9. Which one of the following five sitcoms began in first-run syndication and then moved to network television?
a) “Charles in Charge”
b) “Mama’s Family”
c) “Mister Ed”
d) “Punky Brewster”
e) “We Got it Made”
10. Which one of the following personalities has yet to attempt to host a syndicated daytime talk show?
a) Roseanne Barr
b) Harry Connick, Jr.
c) Howie Mandel
d) Robin Quivers
e) Suzanne Somers
f) they have all hosted talk shows
1. “The Jerry Springer Show,” which inched past “Oprah” (7.8 to 7.7 household rating) in the 1997-98 season.
2. 1998…September 12, 1988, to be exact. The expectations were particularly high, and a 10.8 household rating for “USA Today: The Television Show” in the first week, according to Nielsen, was below the 12-rating guarantee. The original hosts were Edie Magnus, Robin Young, Bill Macatee and Kenneth Walker. Midway through the first (of two) seasons, Young and Walker exited, and the hosting chores went to Edie Magnus and Bill Macatee. Magnus departed next and was replaced with correspondent Beth Ruyak. Once Macatee and Ruyak took over, the title was changed to “USA Today on TV.”
3. d) Memphis. Joe Brown later opened his own law practice before becoming a judge on the State Criminal Court of Shelby County, Tennessee. His court strip, “Judge Joe Brown,” was the No. 2 rated show at the time in syndicated court (behind “Judge Judy”). He returns in January as host of “Hot Topics with Judge Joe,” featuring Judge Joe and his guests debating the hottest issues (including pop culture, sex, health and breaking news).
For more on “Hot Topics with Judge Joe,” click here.
4. “omg! Insider,” which surfaced on January 7, 2013 and had that title until January 6, 2014. Earlier, CBS Television Distribution reached a brand licensing and content agreement with Yahoo! to pool content, which resulted in the temporary name change.
5. a) “Baywatch,” which produced 22 hour-long episodes for NBC in the 1989-90 TV season. After the network prematurely canceled it, “Baywatch” lived on for another 10 seasons (from 1991 to 2001) in first-run syndication (with a name change to “Baywatch: Hawaii” in the final two seasons).
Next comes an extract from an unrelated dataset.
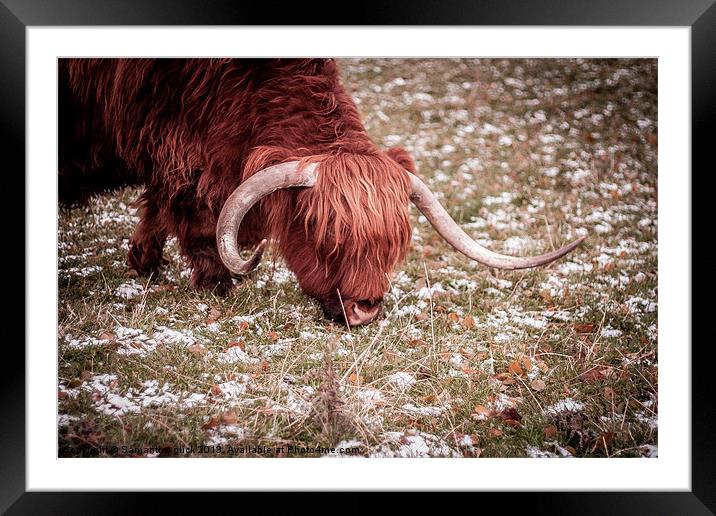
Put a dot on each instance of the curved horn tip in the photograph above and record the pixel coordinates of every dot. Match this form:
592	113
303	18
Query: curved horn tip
253	262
The original production company was GTG (Grant Tinker/Gannett), which also produced “USA Today: The Television Show”)
6. “Small Wonder,” which produced 96 episodes from 1985 to 1989. Shades of “Bewitched”: The Lawson family on “Small Wonder” tries to keep the robot’s existence (“Vicki”) a secret, but their nosy neighbors, the Brindles, keep on popping up at the most unexpected moments. That includes obnoxious little girl Harriet, whose father happens to be Ted Lawson’s co-worker.
7. Chuck Woolery, who hosted the original version of “Wheel of Fortune” from its 1975 premiere until December 25, 1981.
8. Six: Richard Dawson (1976-85; 1994-95); Ray Combs (1988-94), Louie Anderson (1999-2002), Richard Karn (2002-06), John O’Hurley (2006-10) and, at present, Steve Harvey. Al Roker also briefly hosted “Celebrity Family Feud” on NBC in 2008, while Steve Harvey handles the hosting chores on the recent ABC primetime version.
9. c) “Mister Ed,” which first aired in syndication from January 5 to July 2, 1961 and then on CBS from October 1, 1961 to February 6, 1966. All together now…
A horse is a horse, of course, of course,
And no one can talk to a horse of course
That is, of course, unless the horse is the famous Mr. Ed.
Go right to the source and ask the horse
He’ll give you the answer that you’ll endorse.
He’s always on a steady course.
Talk to Mr. Ed.
People yakkity yak a streak and waste your time of day
But Mister Ed will never speak unless he has something to say.
A horse is a horse, of course, of course,
And this one’ll talk ’til his voice is hoarse.
You never heard of a talking horse?
Well listen to this.
I am Mister Ed.
10. d) Robin Quivers. Howard Stern’s radio sidekick was in talks to host a show from Sony Pictures Television. It would have debuted in 2005, but there was not enough interest from stations to move forward. The most recent was Harry Connick, Jr.
The moral of that story: Never take on hosting chores unless you bring something both proven and unique (a la Judge Joe Brown) to the table.
Wishing You All a Happy, Healthy and Prosperous 2019!